Looking ahead, the future of NSCLC management hinges on several converging strategies. First, overcoming resistance requires deepening the molecular characterization of relapse mechanisms and developing effective sequential or combinatorial regimens leveraging ADCs, bispecific antibodies, and cellular therapies. Second, biomarker refinement is essential, utilizing AI-driven multi-omics integration to discover predictive signatures and validating ctDNA dynamics for real-time adaptation. Third, pragmatic implementation must address accessibility by streamlining CGP workflows, developing cost-effective panels, establishing equitable reimbursement models, and expanding liquid biopsy use globally. Fourth, dedicated research must focus on special populations through geriatric-focused trials and international registries for rare subtypes. Finally, tumor-agnostic approaches and interception strategies hold promise for expanding treatable populations.

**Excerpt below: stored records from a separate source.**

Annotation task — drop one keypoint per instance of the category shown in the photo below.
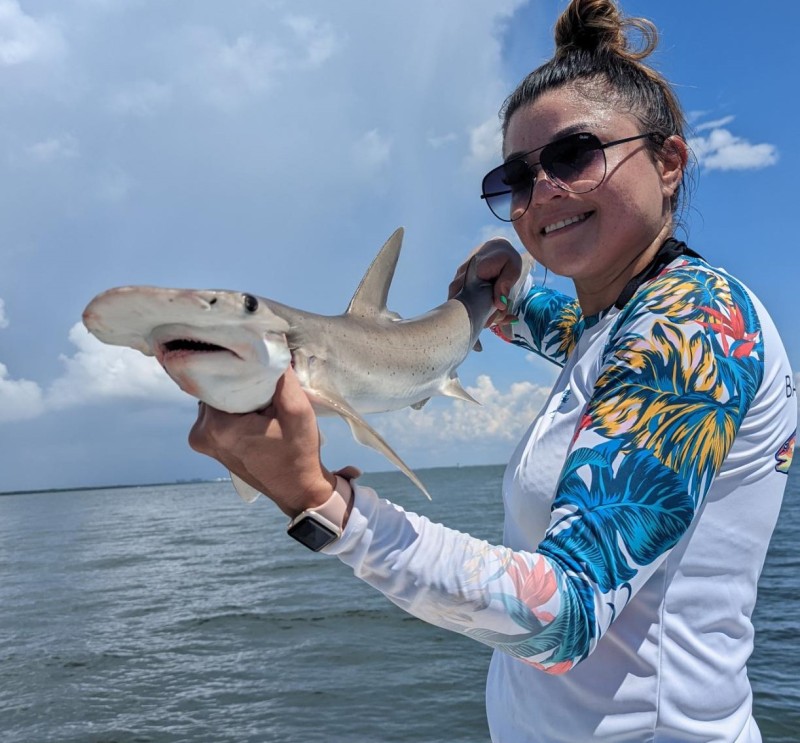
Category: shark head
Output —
(225, 348)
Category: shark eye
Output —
(250, 302)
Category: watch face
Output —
(312, 534)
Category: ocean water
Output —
(169, 614)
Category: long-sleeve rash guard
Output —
(639, 507)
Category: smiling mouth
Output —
(566, 223)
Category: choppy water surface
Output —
(176, 613)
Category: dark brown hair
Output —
(595, 51)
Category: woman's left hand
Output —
(275, 450)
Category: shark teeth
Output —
(565, 222)
(188, 344)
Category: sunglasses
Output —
(575, 163)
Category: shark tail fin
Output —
(364, 433)
(246, 492)
(453, 388)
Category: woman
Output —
(640, 503)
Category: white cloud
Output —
(20, 399)
(505, 231)
(97, 371)
(714, 124)
(23, 38)
(721, 150)
(438, 141)
(48, 150)
(372, 151)
(316, 39)
(228, 72)
(94, 372)
(142, 99)
(502, 416)
(485, 144)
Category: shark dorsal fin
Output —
(370, 297)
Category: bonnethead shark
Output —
(229, 348)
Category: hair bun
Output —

In essence, while the therapeutic arsenal for NSCLC has never been more potent or precise, realizing its full potential demands a concerted effort to dismantle biological, technological, and systemic barriers. Success will depend on integrating deep molecular science with pragmatic solutions for biomarker validation, accessible profiling, tailored toxicity management, and inclusive trial design. By bridging these gaps, the field can transform current momentum into sustained, equitable improvements in survival and quality of life for all NSCLC patients. The path forward is complex, but the foundation for transformative progress is firmly established.